I went back through all of my notes in B'run Water and in my batch notes in iBrewmaster and noticed a few things. One thing could be the answer to my problem. It very well may be a book keeping mistake on my part that is the source of my problem. I am now leaning toward the fact that it is the sulfate levels (gypsum) that likely caused my problems.
Below is a chart of each of 5 batches, water info for each batch and my "grade" of each batch. Essentially, every recipe was very similar in grains - Pilsner, carapils, acidulated, maybe a pound of 2 row, maybe 4 ounces of melanoiden... but nothing significant. Every recipe was pretty similar in hops. 4-5 ounces total. I did use a bit of magnum to bitter one, pearle to bitter several, sazz 100% in the fifth batch.
*Note on hops - batch #2 I dry hopped with sazz - very grassy. Horrible. Likely a big reason (with sulfate) this one was so bad.
*Yeast - czech pils on all except #4 (Budejovice). Starters on stirplate. Some could have been better than others, but all should have been pretty good pitches. Temp. control.
****My major find - I found a conflict in my B'run Water and iBrewmaster for batch #1. I posted what I had in B'run water. However, I had less gypsum added in my recipe notes than I did in my B'run water sheet. This is significant. My recipe notes would have resulted in Ca, Sulfate and Chloride all in the low 40's for batch #1......... similar to batch #4 - but would have maintained the higher bicarb value of 80% RO water. This very well could be the explanation of all my troubles. If my original recipe actually had lower values for Sulfate - it could likely that the higher sulfate levels I transferred to batches 2 and 3 were a major downfall for them. However, I am not positive a year+ later what I actually used in that initial batch - was it the B'run water #'s or was it the #'s in iBrewmaster. Worth noting - previous batches of pilsner were recorded by hand, and I have handwritten notes that indicate that I had, indeed, used higher gypsum that would equate to the #'s I have listed in Batch #1...... I had brewed some good pilsners using this higher sulfate levels. However, #1 was definitely the best Pilsner I had brewed. And, I am now thinking that perhaps I had actually used the lower numbers.

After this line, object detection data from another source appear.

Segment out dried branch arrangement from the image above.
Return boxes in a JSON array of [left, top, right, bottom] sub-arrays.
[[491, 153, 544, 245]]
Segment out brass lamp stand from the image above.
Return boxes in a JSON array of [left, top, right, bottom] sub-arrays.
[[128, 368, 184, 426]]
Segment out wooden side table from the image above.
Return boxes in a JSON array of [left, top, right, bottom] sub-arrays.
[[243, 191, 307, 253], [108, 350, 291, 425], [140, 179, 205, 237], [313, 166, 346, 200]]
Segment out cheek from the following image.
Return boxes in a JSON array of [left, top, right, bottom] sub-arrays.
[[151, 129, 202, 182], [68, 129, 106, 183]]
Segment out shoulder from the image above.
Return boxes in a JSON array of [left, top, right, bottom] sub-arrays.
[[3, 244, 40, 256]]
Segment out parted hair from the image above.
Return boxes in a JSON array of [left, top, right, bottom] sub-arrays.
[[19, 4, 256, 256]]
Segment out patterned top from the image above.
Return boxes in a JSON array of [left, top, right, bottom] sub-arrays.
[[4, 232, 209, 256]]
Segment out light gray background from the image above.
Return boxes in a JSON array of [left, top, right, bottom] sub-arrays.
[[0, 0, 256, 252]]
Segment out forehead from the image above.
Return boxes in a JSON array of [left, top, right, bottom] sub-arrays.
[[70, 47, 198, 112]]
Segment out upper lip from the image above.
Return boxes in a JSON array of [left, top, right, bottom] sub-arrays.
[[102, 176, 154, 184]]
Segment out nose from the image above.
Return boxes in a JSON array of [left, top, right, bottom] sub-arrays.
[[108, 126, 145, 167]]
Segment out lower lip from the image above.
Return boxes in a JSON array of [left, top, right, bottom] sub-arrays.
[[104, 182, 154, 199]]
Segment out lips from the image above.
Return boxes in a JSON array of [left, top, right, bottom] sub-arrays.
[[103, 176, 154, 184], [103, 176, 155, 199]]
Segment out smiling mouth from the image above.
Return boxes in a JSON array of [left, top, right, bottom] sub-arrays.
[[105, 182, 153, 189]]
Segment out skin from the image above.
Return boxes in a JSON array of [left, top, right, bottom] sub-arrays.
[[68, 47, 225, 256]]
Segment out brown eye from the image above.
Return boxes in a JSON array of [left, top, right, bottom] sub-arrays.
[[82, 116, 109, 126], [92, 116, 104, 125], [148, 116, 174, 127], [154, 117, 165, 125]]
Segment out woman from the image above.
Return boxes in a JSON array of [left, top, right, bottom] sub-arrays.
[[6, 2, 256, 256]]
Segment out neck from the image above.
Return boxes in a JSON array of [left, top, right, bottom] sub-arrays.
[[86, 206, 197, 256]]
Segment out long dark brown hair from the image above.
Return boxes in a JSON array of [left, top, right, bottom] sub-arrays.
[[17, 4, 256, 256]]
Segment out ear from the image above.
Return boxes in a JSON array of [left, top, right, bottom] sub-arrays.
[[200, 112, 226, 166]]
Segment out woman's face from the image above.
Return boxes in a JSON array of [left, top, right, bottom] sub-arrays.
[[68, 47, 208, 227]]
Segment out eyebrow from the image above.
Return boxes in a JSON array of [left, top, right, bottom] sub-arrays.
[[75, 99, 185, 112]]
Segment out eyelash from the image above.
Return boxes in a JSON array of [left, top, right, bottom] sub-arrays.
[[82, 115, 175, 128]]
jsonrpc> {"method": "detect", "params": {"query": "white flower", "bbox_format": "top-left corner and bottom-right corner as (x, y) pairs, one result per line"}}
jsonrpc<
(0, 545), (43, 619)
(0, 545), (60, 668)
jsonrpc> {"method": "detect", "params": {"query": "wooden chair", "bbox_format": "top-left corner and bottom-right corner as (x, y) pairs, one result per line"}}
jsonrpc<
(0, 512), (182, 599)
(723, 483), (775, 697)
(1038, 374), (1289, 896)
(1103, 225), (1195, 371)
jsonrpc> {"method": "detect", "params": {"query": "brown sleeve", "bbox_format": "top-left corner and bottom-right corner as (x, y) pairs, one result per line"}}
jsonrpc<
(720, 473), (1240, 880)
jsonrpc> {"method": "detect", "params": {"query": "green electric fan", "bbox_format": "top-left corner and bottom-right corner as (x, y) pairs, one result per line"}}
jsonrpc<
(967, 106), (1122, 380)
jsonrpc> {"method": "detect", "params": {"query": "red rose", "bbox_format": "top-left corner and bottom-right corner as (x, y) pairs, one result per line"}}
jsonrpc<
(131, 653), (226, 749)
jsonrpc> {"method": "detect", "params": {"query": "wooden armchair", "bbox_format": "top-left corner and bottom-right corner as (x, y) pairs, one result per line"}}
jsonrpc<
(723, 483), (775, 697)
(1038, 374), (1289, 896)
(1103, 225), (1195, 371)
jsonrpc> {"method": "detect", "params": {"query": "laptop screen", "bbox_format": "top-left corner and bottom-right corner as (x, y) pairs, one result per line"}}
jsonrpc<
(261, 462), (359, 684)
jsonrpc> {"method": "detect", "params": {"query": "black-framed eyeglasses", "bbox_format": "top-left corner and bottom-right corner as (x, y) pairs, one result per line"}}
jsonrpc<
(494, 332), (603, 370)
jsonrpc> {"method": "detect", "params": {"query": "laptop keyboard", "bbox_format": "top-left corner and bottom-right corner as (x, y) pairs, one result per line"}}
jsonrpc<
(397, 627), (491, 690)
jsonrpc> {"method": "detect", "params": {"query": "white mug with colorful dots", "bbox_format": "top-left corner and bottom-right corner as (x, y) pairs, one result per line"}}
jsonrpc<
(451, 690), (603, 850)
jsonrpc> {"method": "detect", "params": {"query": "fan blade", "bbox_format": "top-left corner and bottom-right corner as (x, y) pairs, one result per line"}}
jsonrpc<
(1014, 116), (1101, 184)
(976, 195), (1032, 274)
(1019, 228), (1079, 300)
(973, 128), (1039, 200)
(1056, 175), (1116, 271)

I kegged batch #5 last night after D-rest. I did ferment it a bit warmer (52-54). It was a brand new bucket, brand new plastic tubing for transfer to purged keg. I know it had a very good czech pils starter - 2L on stir plate, decanted and another 2L added to build up on stir plate again. All Sazz. 100% RO - low levels of all minerals with almost no Sulfate. It was very good at transfer. I drank about 10 ounces from the fermenter, and it was quite good. Hopefully it continues to improve over the next 8 weeks lagering.
Here are the water numbers for each batch:
Ca Na Sul. Chlor.Bicarb RO Grade
Nov. 2012 51 8 77 29 62 80% A *(were these #'s actually correct?)
Mar. 2013 51 8 77 29 62 80% F
Aug. 2013 60 8 81 35 62 80% D
Sept. 2013 41 8 45 42 16 100% C-
Dec. 2013 37 8 1 67 16 100% B/B+ (at 18 days)
With batch #5 tasting as good as it did at this point, I think my idea that my hops were "off" is not valid. I am leaning quite a bit toward the idea that the interplay of Sulfate, Bicarb# and Saaz hops is the problem (or mishandling/infection/Oxidation on my part). I will be brewing it again in upcoming weeks and will go with profile of batch 5 and possibly reduce Ca and Chloride even further to see what happens there.
Thanks for the thoughts on this and the suggestions to look back at various aspects. I appreciate the input everyone.